Today his license is suspended, his nascent career lies in tatters and he is under investigation in California and Ohio for taking fees of up to $3,500 from desperate homeowners then allegedly doing little — or nothing — to save their homes.
The California Bar formally charged Rutledge in July with not only failing to perform vital tasks to stop foreclosures, but calling his clients “losers” during the rare occasions they could get him to return their telephone calls.
Rutledge has denied the allegations and said he would contest the state Bar’s attempts to disbar him. He is appealing the dismissal of a lawsuit he filed against the state Bar, alleging that it violated federal laws protecting the disabled. He suffers from diabetes and alleges state Bar investigators ignored his need for treatment when scheduling meetings, among other claims.
He did not return e-mail messages seeking comment, and could not be reached through the United Law Group, which remains in business and calls the focus on its founder and firm a “witch hunt.”
January represented the 11th straight month of more than 300,000 properties receiving foreclosure filings in the country, according to Irvine-based RealtyTrac, which is predicting a record 3 million foreclosures this year.
There were a 190,360 foreclosure in California last year compared to 236,000 in 2008, according to MDA DataQuick.
The California Legislature in October passed a law barring attorneys from collecting advance fees for foreclosure work, an action that has prompted many to leave the field and soured others on entering it.
Meanwhile, some who have entered the field are looking at possible prison time, in addition to disciplinary action. Christopher Diener of Irvine is being held without bail in the Orange County Jail on 98 theft counts for allegedly scamming more than 400 homeowners out of $1.25 million.
“The complaints are still going through the roof,” said Suzan Anderson, the Bar’s lead mortgage fraud prosecutor, who receives more than 30 complaints daily and expects many more lawyers to lose their licenses.
Many of the complaints, like Texas homeowner Jacobs’, are about do-nothing attorneys.
Jacobs told Bar investigators that Rutledge’s law firm advised him to stop making mortgage payments and to cease communicating with the bank.
When the bank moved to seize the house for which Jacobs paid $175,000 in 2003, the law firm failed to formally request “forbearance,” as it promised, to delay foreclosure.
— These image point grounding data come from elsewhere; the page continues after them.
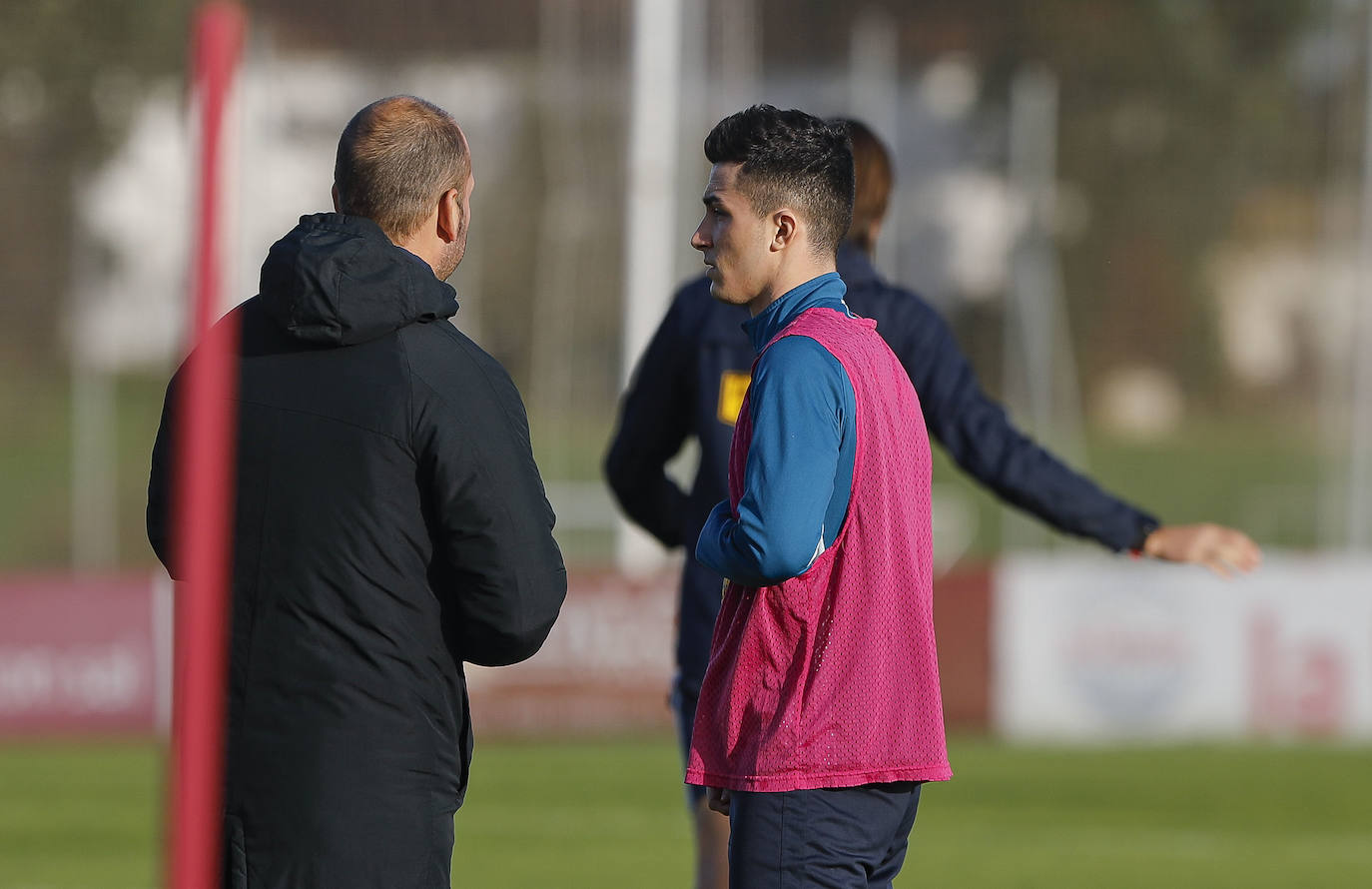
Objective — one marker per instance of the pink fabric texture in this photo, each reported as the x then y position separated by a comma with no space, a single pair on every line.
830,679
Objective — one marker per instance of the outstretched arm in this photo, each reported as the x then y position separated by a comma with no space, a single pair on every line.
987,444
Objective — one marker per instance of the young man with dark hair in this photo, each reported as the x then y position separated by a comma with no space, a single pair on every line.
819,715
690,382
389,524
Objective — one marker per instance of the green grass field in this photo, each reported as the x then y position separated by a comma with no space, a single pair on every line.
609,814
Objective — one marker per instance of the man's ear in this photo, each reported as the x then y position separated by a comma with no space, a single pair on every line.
448,216
785,228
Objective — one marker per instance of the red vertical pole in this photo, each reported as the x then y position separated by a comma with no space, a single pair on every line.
204,490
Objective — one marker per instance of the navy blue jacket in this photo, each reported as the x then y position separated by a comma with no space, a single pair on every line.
690,382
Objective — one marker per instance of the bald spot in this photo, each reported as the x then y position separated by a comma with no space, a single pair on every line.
395,160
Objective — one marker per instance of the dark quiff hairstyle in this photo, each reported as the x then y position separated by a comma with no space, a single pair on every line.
396,157
874,179
791,158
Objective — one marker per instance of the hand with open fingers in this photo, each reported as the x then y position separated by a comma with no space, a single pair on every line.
1220,549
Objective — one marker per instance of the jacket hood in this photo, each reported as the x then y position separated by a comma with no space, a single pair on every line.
340,280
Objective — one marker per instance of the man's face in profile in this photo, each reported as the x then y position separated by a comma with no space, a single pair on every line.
733,239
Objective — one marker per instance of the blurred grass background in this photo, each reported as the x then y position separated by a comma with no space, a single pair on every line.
1206,470
605,812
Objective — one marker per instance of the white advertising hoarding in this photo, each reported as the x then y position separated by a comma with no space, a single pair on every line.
1100,647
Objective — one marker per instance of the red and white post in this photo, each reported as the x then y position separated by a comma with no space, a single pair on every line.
204,485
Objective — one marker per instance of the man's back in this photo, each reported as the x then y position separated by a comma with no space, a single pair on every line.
389,524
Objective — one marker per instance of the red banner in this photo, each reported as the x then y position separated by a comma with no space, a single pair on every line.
80,656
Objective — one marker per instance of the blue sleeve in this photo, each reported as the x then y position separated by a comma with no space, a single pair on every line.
803,411
653,423
982,440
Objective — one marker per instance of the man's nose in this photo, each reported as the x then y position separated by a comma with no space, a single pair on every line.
699,239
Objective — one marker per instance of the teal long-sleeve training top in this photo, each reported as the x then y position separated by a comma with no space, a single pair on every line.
799,473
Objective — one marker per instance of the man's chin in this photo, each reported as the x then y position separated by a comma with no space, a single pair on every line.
718,291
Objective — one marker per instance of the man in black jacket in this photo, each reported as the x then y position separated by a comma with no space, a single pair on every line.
692,381
389,524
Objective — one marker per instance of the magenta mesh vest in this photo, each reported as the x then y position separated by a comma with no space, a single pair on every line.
830,679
On June 1, he hired another lawyer to file bankruptcy on his behalf to stave off foreclosure the next day. In September, he agreed to a new payment plan with his bank and continues to live in the 4,000 square-foot house in suburban Dallas.
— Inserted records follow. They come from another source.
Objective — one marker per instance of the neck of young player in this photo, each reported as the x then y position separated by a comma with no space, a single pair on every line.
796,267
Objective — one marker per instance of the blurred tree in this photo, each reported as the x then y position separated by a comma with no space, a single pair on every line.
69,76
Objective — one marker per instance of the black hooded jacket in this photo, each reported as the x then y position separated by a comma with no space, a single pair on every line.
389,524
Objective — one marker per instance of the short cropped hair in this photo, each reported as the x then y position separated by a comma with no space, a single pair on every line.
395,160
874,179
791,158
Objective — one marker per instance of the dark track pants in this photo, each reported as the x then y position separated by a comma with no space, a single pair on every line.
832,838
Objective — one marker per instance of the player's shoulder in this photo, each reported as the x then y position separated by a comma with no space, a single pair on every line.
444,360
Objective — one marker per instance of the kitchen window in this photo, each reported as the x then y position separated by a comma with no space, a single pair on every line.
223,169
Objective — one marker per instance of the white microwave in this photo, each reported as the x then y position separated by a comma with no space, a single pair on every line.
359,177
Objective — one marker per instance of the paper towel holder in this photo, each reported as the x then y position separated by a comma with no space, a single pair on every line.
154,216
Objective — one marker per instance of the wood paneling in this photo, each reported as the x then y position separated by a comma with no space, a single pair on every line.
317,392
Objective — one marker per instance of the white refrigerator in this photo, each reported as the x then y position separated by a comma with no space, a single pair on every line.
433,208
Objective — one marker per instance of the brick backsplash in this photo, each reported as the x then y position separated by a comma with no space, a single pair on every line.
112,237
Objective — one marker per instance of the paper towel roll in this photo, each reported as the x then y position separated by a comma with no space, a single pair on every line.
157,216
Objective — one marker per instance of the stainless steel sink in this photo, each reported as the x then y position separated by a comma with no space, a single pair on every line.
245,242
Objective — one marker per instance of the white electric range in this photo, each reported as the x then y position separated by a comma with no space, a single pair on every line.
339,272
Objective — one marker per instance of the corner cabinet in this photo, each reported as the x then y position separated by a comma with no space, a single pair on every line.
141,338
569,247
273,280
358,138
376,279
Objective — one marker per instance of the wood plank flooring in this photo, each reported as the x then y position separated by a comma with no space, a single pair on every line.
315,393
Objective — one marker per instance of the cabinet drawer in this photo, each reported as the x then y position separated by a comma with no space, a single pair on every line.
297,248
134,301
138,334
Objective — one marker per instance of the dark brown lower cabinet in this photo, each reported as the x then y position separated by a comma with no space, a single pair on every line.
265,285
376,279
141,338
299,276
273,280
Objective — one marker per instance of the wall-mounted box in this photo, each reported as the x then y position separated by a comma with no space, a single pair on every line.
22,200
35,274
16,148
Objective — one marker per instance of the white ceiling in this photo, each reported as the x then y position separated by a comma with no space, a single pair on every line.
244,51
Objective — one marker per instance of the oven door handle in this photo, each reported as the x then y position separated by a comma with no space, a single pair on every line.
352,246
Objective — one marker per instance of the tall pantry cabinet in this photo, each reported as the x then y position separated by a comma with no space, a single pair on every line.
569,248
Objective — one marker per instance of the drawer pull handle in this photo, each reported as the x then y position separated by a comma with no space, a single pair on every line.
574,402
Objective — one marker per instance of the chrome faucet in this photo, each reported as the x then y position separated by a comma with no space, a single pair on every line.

“I nearly ended up in a homeless shelter,” Jacobs said.
Ohio Attorney General Richard Cordray filed a lawsuit against Rutledge and the United Law Group earlier this month alleging they defrauded homeowners in that state.
United Law Group spokeswoman Nina Vultaggio and others contend that the crackdown on lawyers has been motivated by the financial industry. She alleged that the financial industry is the biggest villain in the mortgage crisis and wants to deprive their customers of legal representation during complicated negotiations to save homes.
“When you get into trouble, you need an attorney to talk to these negotiators,” Vultaggio said.
United Law Group has filed class action lawsuits against Bank of America, JP Morgan Chase and Washington Mutual, alleging unfair business practices, she said. The banks deny the allegations.
Rutledge resigned from the firm in December, saying in a press release that the state Bar’s investigation was too much of a distraction for the firm’s clients.
Legal experts still strongly recommend homeowners in peril hire attorneys to counsel them in how best to deal with their lenders. But state Bar officials warn clients to research a lawyer’s background to avoid the problems Jacobs and many other desperate homeowners said they encountered.
For his part, Jacobs says he is still waiting for United Law Group to refund the fee he paid in January.
“I truly need to be reimbursed for the $2000,” he said, “to help me get out the deeper hole ULG has dug for my family.”